There
are two medical welfare aspects to AFL that have long concerned me and now a
six-year study conducted by the University of South Australia, has provided
some welcome research into one of them – that the speed of the modern game
means players now face an increasing risk of serious collisions.
The
study has found that player speed has increased by 1.5% each year since
1998 and players are also taller and heavier, and clearly these dynamics are
producing greater personal risk of serious injury for all who now play AFL.

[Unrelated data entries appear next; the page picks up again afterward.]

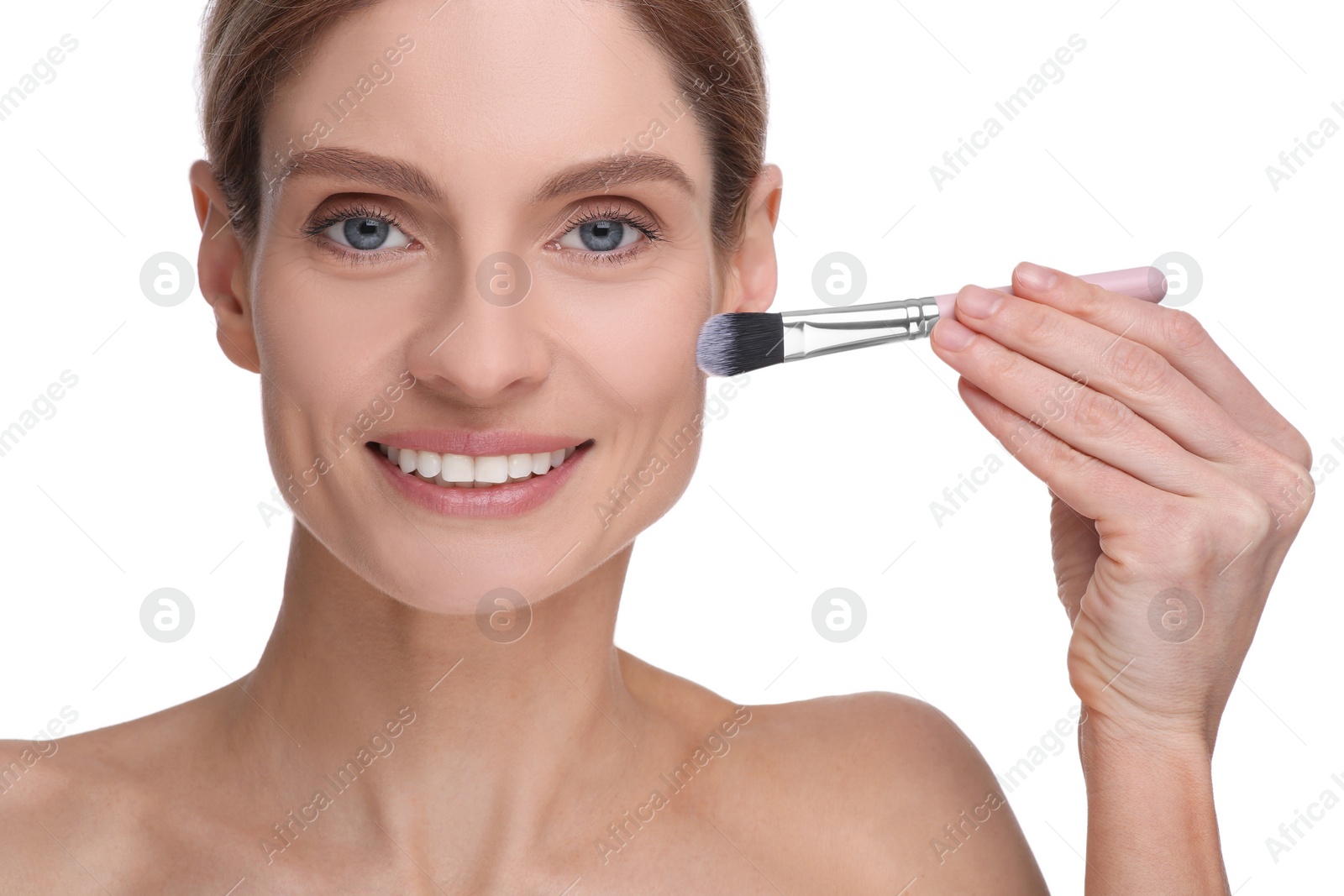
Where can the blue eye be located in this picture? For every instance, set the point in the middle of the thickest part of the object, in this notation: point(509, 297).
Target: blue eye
point(367, 234)
point(602, 235)
point(609, 235)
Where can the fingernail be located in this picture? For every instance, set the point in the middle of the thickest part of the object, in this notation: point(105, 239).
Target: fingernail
point(952, 335)
point(1037, 277)
point(979, 301)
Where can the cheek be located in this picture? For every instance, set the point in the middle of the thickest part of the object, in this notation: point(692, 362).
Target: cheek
point(313, 347)
point(644, 347)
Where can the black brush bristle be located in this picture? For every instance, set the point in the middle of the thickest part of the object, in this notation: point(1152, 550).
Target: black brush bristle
point(739, 342)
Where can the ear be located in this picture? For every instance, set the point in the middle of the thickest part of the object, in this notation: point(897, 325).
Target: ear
point(222, 270)
point(756, 275)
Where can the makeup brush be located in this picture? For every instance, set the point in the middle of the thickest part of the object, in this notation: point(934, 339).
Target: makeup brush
point(738, 342)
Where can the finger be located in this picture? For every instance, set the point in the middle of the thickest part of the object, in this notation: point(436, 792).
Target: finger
point(1180, 338)
point(1092, 422)
point(1090, 486)
point(1128, 371)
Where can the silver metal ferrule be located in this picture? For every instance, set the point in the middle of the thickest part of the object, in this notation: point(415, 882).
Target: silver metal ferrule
point(824, 331)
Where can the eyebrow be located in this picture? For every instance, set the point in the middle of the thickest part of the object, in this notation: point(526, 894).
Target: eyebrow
point(596, 175)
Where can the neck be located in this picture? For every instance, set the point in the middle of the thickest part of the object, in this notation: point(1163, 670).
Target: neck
point(492, 735)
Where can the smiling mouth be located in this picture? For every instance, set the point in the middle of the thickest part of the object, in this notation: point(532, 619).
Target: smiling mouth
point(464, 470)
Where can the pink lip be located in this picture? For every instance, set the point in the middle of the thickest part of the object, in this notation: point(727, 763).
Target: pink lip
point(506, 499)
point(479, 443)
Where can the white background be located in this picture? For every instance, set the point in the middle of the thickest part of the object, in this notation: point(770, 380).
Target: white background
point(819, 474)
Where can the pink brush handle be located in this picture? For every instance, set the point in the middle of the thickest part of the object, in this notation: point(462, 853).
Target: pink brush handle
point(1148, 284)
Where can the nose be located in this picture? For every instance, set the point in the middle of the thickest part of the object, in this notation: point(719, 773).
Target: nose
point(483, 344)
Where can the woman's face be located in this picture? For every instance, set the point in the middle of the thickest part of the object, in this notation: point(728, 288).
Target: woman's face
point(423, 275)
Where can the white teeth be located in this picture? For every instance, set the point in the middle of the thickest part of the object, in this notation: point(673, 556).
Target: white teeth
point(428, 464)
point(492, 469)
point(519, 465)
point(461, 470)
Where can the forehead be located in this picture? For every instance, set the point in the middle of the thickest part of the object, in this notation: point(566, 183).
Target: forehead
point(495, 93)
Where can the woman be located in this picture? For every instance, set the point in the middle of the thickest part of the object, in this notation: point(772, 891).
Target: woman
point(468, 248)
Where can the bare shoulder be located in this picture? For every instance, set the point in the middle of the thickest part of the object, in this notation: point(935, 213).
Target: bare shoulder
point(54, 797)
point(864, 793)
point(71, 806)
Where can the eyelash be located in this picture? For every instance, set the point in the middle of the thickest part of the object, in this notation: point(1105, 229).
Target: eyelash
point(651, 231)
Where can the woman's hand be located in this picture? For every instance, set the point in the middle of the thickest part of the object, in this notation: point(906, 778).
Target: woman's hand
point(1176, 490)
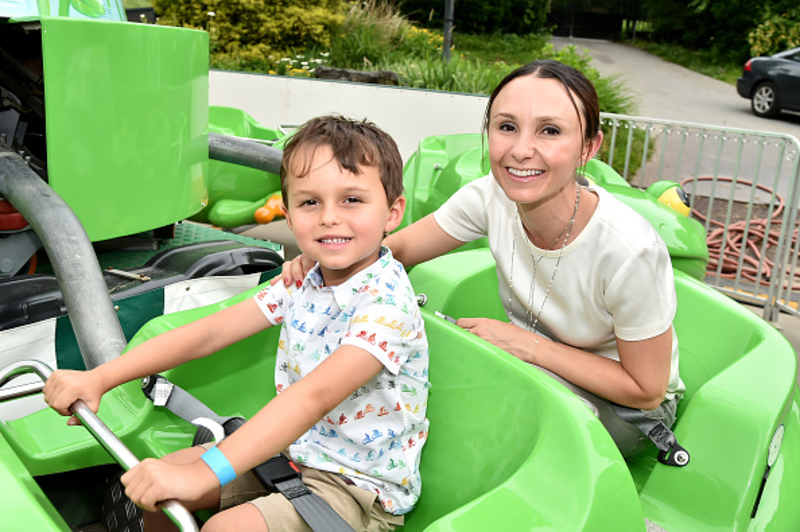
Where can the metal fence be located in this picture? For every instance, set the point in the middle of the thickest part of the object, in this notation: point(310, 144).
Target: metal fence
point(743, 187)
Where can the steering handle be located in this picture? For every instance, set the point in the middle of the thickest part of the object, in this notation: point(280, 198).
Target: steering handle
point(173, 509)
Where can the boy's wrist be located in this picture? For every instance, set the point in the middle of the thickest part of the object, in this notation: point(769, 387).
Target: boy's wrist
point(218, 463)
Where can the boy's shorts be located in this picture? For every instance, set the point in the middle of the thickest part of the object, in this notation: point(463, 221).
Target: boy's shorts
point(359, 507)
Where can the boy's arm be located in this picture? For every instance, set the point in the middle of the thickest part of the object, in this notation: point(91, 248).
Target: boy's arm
point(284, 419)
point(165, 351)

This latest research suggests an average player can now expect more than 600
serious collisions throughout a four-year career, which has to be medically
concerning. As I have thought for some time now, AFL is becoming more and more
like NFL in the US,
where the average playing life span of an athlete is incredibly short on
average, in part because of serious career ending injuries.
According
to Kevin Norton, Professor of Exercise Science at the university’s School of
Health Sciences, since the study first started tracking key midfield players,
“more than two-thirds stayed on the ground for the whole game and when they
fatigued they were moved to full or back pocket positions to catch their
breath.” But as he notes now with more than two-thirds coming off the
ground regularly through the expanded interchange bench and a coaching awareness
of the need to rotate players more, the average speed of the game in the
midfield stays high.
“That
is problematic because the high speeds, while they look great, can lead to
high-impact collisions and high injury rates,” he says.
Already
this year we have seen some sickening collisions but also a worrying propensity
of players who seem intent on taking out players either with their head over
the ball or, more worrying, in proximity to the contest, with contact mainly via
their hips. Herald Sun chief football writer Mike Sheehan has been a major
critic of this trend, and given its
increased frequency it’s only right to query if this dangerous form of attack
is being coached into players?
Sooner
or later unless this is going to seriously cripple or injure somebody given the
speed of such impacts on an undefended head.
My
second concern which the AFLPA will hopefully address over the longer term is more
research into the medical condition of former players who have been out of the game for
15 years or longer, and how playing AFL has turned middle-aged men into creaking senior citizens, long
before they should be suffering such serious deterioration.
Old
boxers hearing bells has become something of a sporting cliché but we seldom
hear about former AFL stars who can hardly get out of bed first thing in the
morning, or now can’t even raise a trot from old injuries!